Yine TÜİK verileriyle ortaya çıkan bir durum ise; 2 milyon genç kadının hem çalışma hem de eğitim hayatına dahil edilmediği gerçeği oldu. Erkeklerde bu rakam 1 milyona ulaşmışken; kadınlardaki rakamın fazlalığıyla birlikte, kadınların cinsiyet eşitliği isteğinin bir kez daha karşılanamadığı görüldü.
Kadın Cinayeti ve Çocuk Yaşta Doğum Oranları Arttı!
TÜİK’ten yayımlanan doğum istatistiklerinde de beklenmedik bir sonuç ortaya çıktı. 2021 yılında 7 bin 190 çocuğun doğduğu bilinirken; bu çocukları doğuran annelerin 117’sinin 15 yaşın altında olduğu öğrenildi. Bu bilgiyle birlikte, son dönemde ortaya çıkan istismar iddialarının da doğrulandığı görülebilmekte.
Geçtiğimiz yıllarda artan kadın cinayeti sayısı da, önceki yılların epey üzerinde.
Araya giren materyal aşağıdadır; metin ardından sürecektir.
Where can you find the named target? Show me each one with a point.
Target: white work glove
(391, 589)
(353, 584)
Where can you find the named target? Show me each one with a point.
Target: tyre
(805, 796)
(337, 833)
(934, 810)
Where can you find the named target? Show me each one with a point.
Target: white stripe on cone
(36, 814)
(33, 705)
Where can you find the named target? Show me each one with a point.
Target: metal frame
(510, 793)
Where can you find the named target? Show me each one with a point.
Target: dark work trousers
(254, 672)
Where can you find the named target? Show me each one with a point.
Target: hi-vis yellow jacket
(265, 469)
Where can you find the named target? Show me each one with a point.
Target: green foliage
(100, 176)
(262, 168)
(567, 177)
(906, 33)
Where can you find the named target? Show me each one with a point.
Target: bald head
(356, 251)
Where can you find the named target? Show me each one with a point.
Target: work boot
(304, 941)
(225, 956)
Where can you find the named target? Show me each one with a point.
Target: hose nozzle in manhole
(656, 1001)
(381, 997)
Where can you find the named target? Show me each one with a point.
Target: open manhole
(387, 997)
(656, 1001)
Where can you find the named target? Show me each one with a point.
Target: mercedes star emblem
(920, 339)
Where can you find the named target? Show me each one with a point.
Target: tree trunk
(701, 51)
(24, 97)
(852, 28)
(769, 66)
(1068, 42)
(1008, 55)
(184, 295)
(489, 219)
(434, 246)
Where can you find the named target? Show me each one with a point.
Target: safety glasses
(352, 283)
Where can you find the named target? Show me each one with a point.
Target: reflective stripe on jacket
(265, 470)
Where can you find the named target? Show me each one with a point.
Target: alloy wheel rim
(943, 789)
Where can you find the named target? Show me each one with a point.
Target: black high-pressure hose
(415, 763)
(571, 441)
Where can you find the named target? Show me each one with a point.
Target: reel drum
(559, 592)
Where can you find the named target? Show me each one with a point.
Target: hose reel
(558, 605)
Kadın Cinayetlerini Durduracağız platformunun açıkladığı rakamlarda; bir erkek tarafından öldürülen kadın sayısının, bu yıl içerisinde 330’a ulaştığını açıkladı. Öte yandan 222 kadının öldürülmesiyle alakalı da şüphelerin devam ettiği ve faillerin ortaya çıkarılamadığı görüldü.
Türkiye Kadın Dernekleri Federasyonu (TKDF) Başkanı Canan Güllü; hükümet nezdinde özellikle de kadınların eğitimi konusunda önayak olan projelerin başlatılması gerektiğini söyledi. 6 yaşındaki bir çocuğun istismar edilmesinden sonra eğitime geçiş takibinin çok daha sıkı bir biçimde yapılması gerektiğini savunan Güllü; doğum kayıtlarının tamamının devlet arşivlerinde olduğunu ve bu işlemin çok kolay olacağını belirtti.
Kadınların ilerleyen yaşlarında yaşadığı şiddet ve istihdamdan mahrum bırakılma problemi için de çözüm öneren Güllü; teşvik ve yaptırımlarla birlikte, kadın haklarını koruyan İstanbul Sözleşmesi’nin yeniden kabul edilmesinin şart olduğunu ifade etti. Eğitim ve istihdam haklarının korunmasının, yaşama hakkının da korunabilmesi için önemli bir adım olacağını da sözlerine ekledi.